Property owners dropped rents $100 to $200 a month in 2009 due to higher than normal vacancy rates. During the past year or two, move-in specials went from $100 off the first month’s rent to a free month’s rent for a one-year lease. However, Lahey said the reduced rents and specials probably won’t last much longer since the company’s vacancy rate rebounded to an all-time low at the end of August.

“Recently, we have had so many people moving out of home ownership into rentals that our vacancy rate at the end of August was 3.9 percent,” Lahey said. “Our average (vacancy rate) is around 6 percent, so that is a big change.”

Lahey credits the improvement in vacancy rates, in part, to an easing of criteria for credit scores and other financial information by property owners.

“There’s more flexibility about employment history and credit scores because so many people came out of foreclosures, bankruptcies and job loss,” Lahey said. “All three of those have really affected people’s credit scores.”

She said renters who left big mortgages they couldn’t afford can start rebuilding their credit by paying monthly rent that is often half what they paid on their mortgage.

More garage rentals

Lahey and other property managers said they’ve also noticed an increased demand for garage rentals with the new wave of former homeowners needing extra space to store stuff that fit in larger homes but doesn’t fit in their smaller rental houses or apartments.

When it comes to large apartment complexes, Gary O’Connell, owner of Quantum Residential, which manages 5,500 apartment units in Central Oregon, Portland, Vancouver and the Tri-Cities area of Washington, said the large, older apartment complexes in Central Oregon were hit harder than other areas.

“Central Oregon is definitely the toughest market we have property in,” O’Connell said. “It has definitely been the most difficult — no question.
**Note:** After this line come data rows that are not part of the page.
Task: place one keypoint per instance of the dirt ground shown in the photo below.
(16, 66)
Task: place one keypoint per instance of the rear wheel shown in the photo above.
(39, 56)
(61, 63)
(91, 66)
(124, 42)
“We were seeing a lot more roommates and families sharing apartments to save money. That increased demand for three-bedroom units, so those rents have held fairly steady,” O’Connell said.

However, vacancy rates soared for two-bedroom units as people who lost their jobs left town or moved in with family members, he said.

Rents at The Commons at Pilot Butte in northeast Bend, which is managed by Quantum Residential, went from around $790 for a two-bedroom, two-bath apartment a couple years ago when the vacancy rate was near zero, to $709 this summer. That is up from a low point of $665 last summer.

Over two years, O’Connell said vacancy rates topped 10 percent at the older complexes, and rents were dropped 10 to 15 percent as owners of apartment complexes competed for renters.

Contrary to the averages, O’Connell said some of the newer, upscale apartment complexes managed by Quantum Residential, like the Village at Southern Crossing in west Bend, sailed through the recession with little effect.

“It is a newer place in a nice part of town. It is the highest rent in town right now, but it’s upscale, similar to a condo,” O’Connell said.

He said the occupancy rate at the Village at Southern Crossing was around 98 percent throughout the recession.

O’Connell said upscale apartment complexes — with rents of $799 to $950 for a nicer two- or three-bedroom unit — are renting well because they represent a choice for people who still have good jobs and are willing to pay more for location and newer quality.

While the biggest competition for apartment renters coming out of the recession has been from an influx of single-family homes coming onto the rental market, O’Connell said the market appears to be leveling out.

“I would say right now we are seeing the rental market stabilize just a little bit,” he said.